Thirdly, the centre of gravity might shift back to Poland (and Brussels). For the Polish participants, Hungary's turn is a defeat, but not necessarily the end. The internal struggle over courts and appointments continues. The network, which brings together Supreme Court judges, former Constitutional Tribunal judges, PiS politicians, and lawyers associated with Ordo Iuris, is a project built for survival – next year, Poland will hold parliamentary elections, and it's not certain that the far right won't return to power. Then, the center of disruption and dismantling of the European Union might shift from Budapest to Warsaw.

Furthermore, even without Orbán at the helm of the Hungarian government, there are still sympathetic MEPs in the European Council, conferences devoted to the "restoration of legal norms," ​​and sympathetic media platforms through which legal narratives can spread.

The paradox of legalism

Europe’s liberal order is often criticised for fetishising procedure. Yet it is precisely procedure – rules, courts, treaties – that gives it strength: disputes can be settled without violence. Illiberal strategists have learned to mimic that language, turning legalism into a weapon. They do not say: “ignore the law”; they say: “we are the law.” They do not announce authoritarianism; they publish.

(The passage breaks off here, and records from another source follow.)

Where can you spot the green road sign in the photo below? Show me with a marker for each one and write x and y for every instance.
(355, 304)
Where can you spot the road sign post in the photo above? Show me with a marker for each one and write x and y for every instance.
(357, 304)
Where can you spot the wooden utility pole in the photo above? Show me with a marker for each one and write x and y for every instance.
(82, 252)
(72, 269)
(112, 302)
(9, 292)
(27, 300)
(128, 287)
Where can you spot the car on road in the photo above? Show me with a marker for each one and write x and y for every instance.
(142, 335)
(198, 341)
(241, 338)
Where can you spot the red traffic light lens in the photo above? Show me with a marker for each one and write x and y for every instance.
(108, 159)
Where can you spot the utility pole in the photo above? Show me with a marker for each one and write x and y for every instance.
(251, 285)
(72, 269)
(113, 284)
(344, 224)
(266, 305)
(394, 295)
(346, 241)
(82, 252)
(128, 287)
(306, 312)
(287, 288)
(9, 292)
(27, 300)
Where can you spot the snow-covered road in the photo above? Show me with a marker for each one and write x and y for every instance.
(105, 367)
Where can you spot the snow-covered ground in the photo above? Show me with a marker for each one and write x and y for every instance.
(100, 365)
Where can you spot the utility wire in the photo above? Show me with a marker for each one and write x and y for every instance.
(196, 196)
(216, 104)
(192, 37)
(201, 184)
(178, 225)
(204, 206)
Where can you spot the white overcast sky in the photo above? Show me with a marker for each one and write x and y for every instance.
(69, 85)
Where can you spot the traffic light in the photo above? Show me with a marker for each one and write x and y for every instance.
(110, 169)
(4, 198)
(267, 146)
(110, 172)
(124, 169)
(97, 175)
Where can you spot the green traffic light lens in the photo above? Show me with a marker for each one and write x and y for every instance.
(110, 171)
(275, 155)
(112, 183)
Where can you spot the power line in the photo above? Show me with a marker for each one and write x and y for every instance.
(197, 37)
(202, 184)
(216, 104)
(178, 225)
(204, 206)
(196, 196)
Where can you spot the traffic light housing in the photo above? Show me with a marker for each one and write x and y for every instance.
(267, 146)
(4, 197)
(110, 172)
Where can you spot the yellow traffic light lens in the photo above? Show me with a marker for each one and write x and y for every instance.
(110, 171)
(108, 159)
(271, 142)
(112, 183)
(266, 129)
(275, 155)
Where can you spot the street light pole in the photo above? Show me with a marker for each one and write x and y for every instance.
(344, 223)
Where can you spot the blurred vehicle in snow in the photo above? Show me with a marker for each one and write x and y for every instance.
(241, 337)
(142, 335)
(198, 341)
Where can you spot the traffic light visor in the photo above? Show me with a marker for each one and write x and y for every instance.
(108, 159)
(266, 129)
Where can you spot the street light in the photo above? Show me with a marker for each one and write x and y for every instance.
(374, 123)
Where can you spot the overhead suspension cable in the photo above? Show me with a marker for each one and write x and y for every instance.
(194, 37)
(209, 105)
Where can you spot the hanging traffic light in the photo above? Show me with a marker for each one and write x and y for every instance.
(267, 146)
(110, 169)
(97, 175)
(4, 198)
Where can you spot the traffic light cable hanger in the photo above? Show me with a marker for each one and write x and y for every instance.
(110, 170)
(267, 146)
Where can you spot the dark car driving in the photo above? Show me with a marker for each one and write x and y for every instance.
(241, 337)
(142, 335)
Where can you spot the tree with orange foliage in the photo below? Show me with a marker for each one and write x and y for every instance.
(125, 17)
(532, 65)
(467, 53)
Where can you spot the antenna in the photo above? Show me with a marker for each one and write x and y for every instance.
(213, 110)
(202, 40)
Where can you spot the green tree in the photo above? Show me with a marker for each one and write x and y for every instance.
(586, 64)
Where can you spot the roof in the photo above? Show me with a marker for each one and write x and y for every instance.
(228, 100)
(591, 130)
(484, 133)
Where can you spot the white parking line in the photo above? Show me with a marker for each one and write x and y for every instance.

Hungary’s election shows that even the most carefully reinforced system can be breached by voters. But it also shows why the election-proofers built networks rather than merely parties. A party can lose. A network can wait.

If Tisza uses its majority to dismantle the old fortifications, it will not only be reforming Hungary. It will be testing whether the Central European export of illiberal legal engineering – complete with friendly professors, disciplined judges and subsidised “civil society” – is still a going concern without its most famous patron in office.

First Kaczyński lost the election, now Orbán has suffered defeat. But the truly important question is whether their legal methods can also be rejected.